El ejército napolitano consta de tres regimientos de guardias, quince regimientos de línea, cuatro regimientos extranjeros con dos batallones cada uno, lo que hace un total de 44 batallones, 13 batallones de cazadores, nueve regimientos de caballería y dos de artillería; en total, 57 batallones y 45 escuadrones en pie de paz. Incluyendo los 9.000 gendarmes, organizados también de forma completamente militar, ese ejército contaba en pie de paz con 90.000 hombres; pero durante los dos últimos años se ha elevado a pleno pie de guerra. Se organizaron terceros batallones de los regimientos, los escuadrones de reemplazo fueron llamados al servicio activo, se completaron las tropas de guarnición, y ese ejército consta ahora sobre el papel de más de 150.000 hombres.

¡Pero qué ejército es éste! De aspecto exterior pasable para un martinetista, carece sin embargo de vida, de espíritu, de patriotismo y de lealtad. No tiene tradiciones militares nacionales. Siempre que los napolitanos combatieron como tales, fueron derrotados.

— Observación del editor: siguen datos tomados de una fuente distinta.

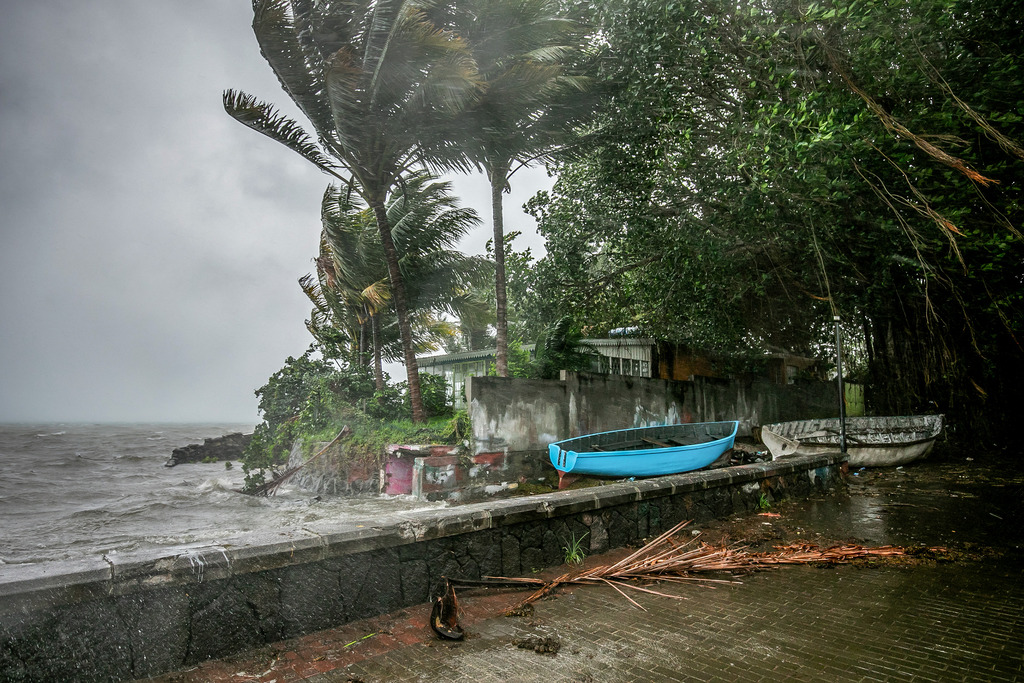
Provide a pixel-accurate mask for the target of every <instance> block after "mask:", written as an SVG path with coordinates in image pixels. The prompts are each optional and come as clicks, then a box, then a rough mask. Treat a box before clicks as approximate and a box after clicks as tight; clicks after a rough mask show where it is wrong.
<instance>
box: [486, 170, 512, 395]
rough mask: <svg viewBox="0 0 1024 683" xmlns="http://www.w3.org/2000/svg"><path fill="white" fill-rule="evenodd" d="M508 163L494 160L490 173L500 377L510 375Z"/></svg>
mask: <svg viewBox="0 0 1024 683" xmlns="http://www.w3.org/2000/svg"><path fill="white" fill-rule="evenodd" d="M509 167H510V164H508V163H500V164H493V165H492V166H490V167H489V168H488V172H487V176H488V179H489V180H490V219H492V222H493V223H494V228H495V237H494V245H495V312H496V318H497V319H496V321H495V342H496V343H495V346H496V349H495V372H496V373H497V374H498V376H499V377H508V376H509V331H508V312H507V311H508V300H507V299H506V295H505V220H504V216H503V212H502V193H504V191H505V185H506V183H507V182H508V175H509Z"/></svg>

Si acaso, sólo participaron en victorias bajo Napoleón. No es un ejército nacional; es un ejército declaradamente realista. Fue formado y organizado con el propósito expreso y exclusivo de mantener sometido al pueblo. Pero ni siquiera para eso parece apto. Hay en él una multitud de elementos antirrealistas que ahora afloran por doquier. En particular, los sargentos y cabos son casi sin excepción liberales. Regimientos enteros gritan: «¡Viva Garibaldi!». Ningún ejército ha sufrido jamás una deshonra como la que el napolitano experimentó desde Calatafimi hasta Palermo, y si en Milazzo combatieron bien las tropas extranjeras y algunos napolitanos, no hay que olvidar que esos soldados escogidos constituyen sólo una pequeña minoría dentro del ejército.

Así pues, es casi seguro que si Garibaldi desembarca con una fuerza suficiente para obtener algunos éxitos en tierra firme, ninguna concentración de masas napolitanas será capaz de hacerle frente con alguna probabilidad de éxito; y podemos esperar en breve oír la noticia de que continúa su marcha triunfal con 15.000 hombres contra una superioridad numérica diez veces mayor, desde Escila hasta Nápoles.